Friday, August 14, 2009

Fannie and Jesse Lee Featured


Fannie and Jesse Lee Featured
Seward Phoenix Log
January 21, 1982

Frances Kerns of Seward was featured in and August 22 “Weekender” article in the Fairbanks Daily News-Miner. The article tells about Kerns and Jesse Lee Home, the orphanage that brought her to Seward.

Kerns, better known as “Fannie” locally, came to Seward in 1926 along with 18 other girls who had previously lived in Unalaska, the first home of Jesse Lee. Fannie had come to Unalaska from Point Hope in 1922 after the death of her mother.
The article tells a lot of the history of Jesse Lee Home, and tells of Fannie’s early days here.

Fannie was born and raised at Point Hope. Her mother was Eskimo, but her father Polynesian-from Tahiti she believes. At any rate, he was kidnapped by sailors on a whaling ship and when they traveled from the South Seas to Alaska to ply the trade of whaling, they brough her father along. He ad only been 12 years old when he was shanghaied.

At Point Hope he was known as Thomas George and Fannies says she cannot pronounce his Polynesian name, no matter how hard she tries.

Her father died in a harpooning accident and was taken 27 miles into open water and buried at sea as he had requested.
Fannie lived with her mother until she was 17 after her three sisters – Elizabeth, Nellie and Betty – all died in flu or diptheria epidemics.

When Fannie’s mother because ill, she wrote to one of her husband’s whaling companions, who saw to it Fannie was sent to school. That is how she came to Jesse Lee – first in Unalaska, then in Seward.

As the News-Miner article relates, all the children at Jesse Lee were taught a trade. Fannie was taught to cook and sew, which is what most girls were taught to do in those days. She is still good at both, although she doesn’t see as well as she did when she was younger, and this slows her down her sewing some.

Fannie has lots of memories of Jesse Lee Home and wishes it could be restored-perhaps by one of the Native Associations since it was primarily native children that lived there.

Fannie remains active in local organizations. She belongs to the American Legion Auxiliary, and Rebekahs and is active in both. Right now she is just completing a vest that will be raffled off by the Rebekah Lodge.

The dark green corduroy vest lined with flowered beige cotton is decorated with a white sailboat on blue waves: all the handiwork of Frances Kerns, reknown for a deft hand with a needle and thread. “It’s the kind of sailboat my father had in Point Hope.
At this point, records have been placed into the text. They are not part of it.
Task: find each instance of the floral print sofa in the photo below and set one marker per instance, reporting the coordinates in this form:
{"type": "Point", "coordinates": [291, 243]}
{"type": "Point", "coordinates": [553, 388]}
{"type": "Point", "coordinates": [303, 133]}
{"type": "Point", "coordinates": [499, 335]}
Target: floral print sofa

We girls helped make the sale. We’d travel as far as Kotzebue and Nome in the summer,” she recalled. Kerns has donated this vcst to the Rebekah’s to be raffled off February 14, with proceeds to the Ambulance Corps. She recently made a similar vest, in blue with a polar bear on the back, for Chugach Natives president Edgar Blatchford. “He said, ‘Fannie, It’s so pretty I don’t want to take it off,” smiled Kerns.

LOG NOTE

Bob Richey Sr won the Alaska Vest that was made by Fannie Kerns and araffled off Feb 14. By the Seward Rebekah Lodge.
Lodge members would like t that Fannie Kerns for donating the vest, AVTEC for tickets as their donation to the Seward Volunteer Ambulance Corps, McMullen’s for displaying the vest and selling tickets, and to all who purchased tickets helping make the project a success.

$241 was netted from the raffle, and the Rebekah’s added $9 to this to donate $250 to the ambulance corps in memory of Rebekah Jean Trotter.